Für einen Künstler, der Licht zu einem zentralen Element seines Schaffens erklärt hat, führte an der Fotografie kein Weg vorbei. So machte Pousette-Dart schon als Kind erste Experimente mit Lochkameras. In New York arbeitete er zudem in einem Studio für fotografische Retuschen, wo er viel über Bearbeitungstechniken lernte. Zu seinen ältesten erhaltenen Ablichtungen zählen Fotogramme mit botanischen Motiven, die in der zweiten Hälfte der 1930er-Jahre entstanden. Dafür legte er Pflanzenteile auf lichtempfindliches Papier. So kreierte er eine besondere Hell-Dunkel-Ästhetik, die sich später auch in seiner Malerei wiederfinden sollte. Ausgehend von seinem transzendenten Ansatz sah Pousette-Dart die Linse der Kamera nicht als ein Instrument, das bloß etwas abbildet, sondern als ein Hilfsmittel, das ein tieferes Sehen ermöglicht, wenn es durch das Bewusstsein des Künstlers gesteuert wird.
Die Kamera begleitete ihn durch seine gesamte Karriere. Dabei porträtierte er zahlreiche seiner Wegbegleiter:innen. Zu seinem fotografischen Œuvre gehören daher Bilder von seinen New Yorker Künstlerkolleg:innen wie Mark Rothko, Barnett Newman oder der Galeristin Betty Parsons. Schnell machte er sich als Fotograf einen Namen, so dass er Auftragsarbeiten für renommierte Magazine bekam. Zum Beispiel lichtete er den Star-Choreografen Bob Fosse oder die Jazztrompeter Roy Eldridge und Thad Jones ab. Dabei blieb Pousette-Dart bei seiner fotografischen Arbeit stets seinem Credo treu – dem Versuch, Licht in eine Darstellungsweise zu übersetzen, die das Sichtbare übersteigt. Dafür nutzte er Mehrfachbelichtungen, die den Bildern eine entrückte, fast traumartige Wirkung gaben.
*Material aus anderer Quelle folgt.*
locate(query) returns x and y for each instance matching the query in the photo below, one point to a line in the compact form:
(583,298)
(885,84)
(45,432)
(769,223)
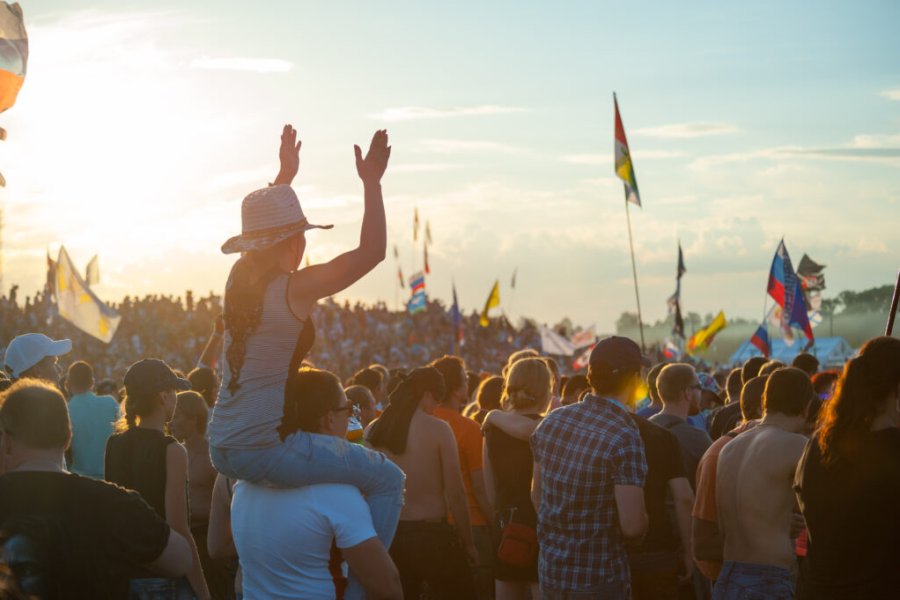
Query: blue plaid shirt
(584,450)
Um 1940 wandte sich Richard Pousette-Dart schließlich schwerpunktmäßig der Malerei zu. Zunächst malte er in akribischen Verfahren mit Ölfarbe und Tusche auf Pergament, schnell wendete er sich aber der großformatigen Staffeleimalerei zu. Damit war er innerhalb der New York School ein Vorreiter, dem bald Kolleg:innen wie Jackson Pollock, Mark Rothko oder Willem de Kooning folgten.
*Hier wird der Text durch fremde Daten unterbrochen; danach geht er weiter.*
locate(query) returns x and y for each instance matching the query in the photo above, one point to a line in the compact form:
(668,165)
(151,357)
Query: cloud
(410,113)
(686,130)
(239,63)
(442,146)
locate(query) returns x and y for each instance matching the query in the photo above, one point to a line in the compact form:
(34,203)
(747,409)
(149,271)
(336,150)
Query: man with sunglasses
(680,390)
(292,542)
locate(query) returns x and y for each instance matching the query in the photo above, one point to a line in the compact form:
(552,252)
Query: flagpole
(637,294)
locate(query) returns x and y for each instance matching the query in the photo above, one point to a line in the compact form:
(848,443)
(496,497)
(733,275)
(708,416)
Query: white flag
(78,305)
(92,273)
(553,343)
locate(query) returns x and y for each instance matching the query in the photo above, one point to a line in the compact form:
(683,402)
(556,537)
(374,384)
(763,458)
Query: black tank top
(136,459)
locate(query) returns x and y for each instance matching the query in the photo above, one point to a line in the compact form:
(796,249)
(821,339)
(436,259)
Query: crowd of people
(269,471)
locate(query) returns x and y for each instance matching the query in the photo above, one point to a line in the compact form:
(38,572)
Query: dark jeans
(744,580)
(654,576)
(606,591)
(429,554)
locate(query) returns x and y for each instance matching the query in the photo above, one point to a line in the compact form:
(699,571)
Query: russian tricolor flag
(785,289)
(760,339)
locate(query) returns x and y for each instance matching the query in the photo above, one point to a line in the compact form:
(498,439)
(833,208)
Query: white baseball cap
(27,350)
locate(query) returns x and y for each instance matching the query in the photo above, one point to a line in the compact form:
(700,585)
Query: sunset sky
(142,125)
Die Malerei von Richard Pousette-Dart entfaltete sich als Dialog zwischen transzendenter Vision und handwerklicher Präzision. Seine Arbeit als Fotoretuscheur hatte ihm bewusst gemacht, dass jede Form letztlich aus unzähligen Lichtpunkten besteht. Dabei experimentierte er in seinen Bildern mit den unterschiedlichen Farb- und Lichtwirkungen, die er dadurch erzielte, dass er fein säuberlich viele verschiedene Farbschichten übereinander auftrug.
Er nutzte tausende winzige Pinselstriche, um Licht zum Strahlen zu bringen und bildliche Räume zu erschaffen, die weniger physisch als metaphysisch wirken. Die vielschichtigen Farbschattierungen und dichten Oberflächen scheinen seine Bilder zum Schwingen zu bringen. So öffnete Pousette-Dart die Tür zu einer neuen Kunstwahrnehmung, die nicht analytisch, sondern nur durch Erlebnis und Intuition erschlossen werden kann. Die Besucher:innen der Ausstellung „Poesie des Lichts. Richard Pousette-Dart“ im Museum Frieder Burda können sich also auf eine kreative Art der Erleuchtung freuen.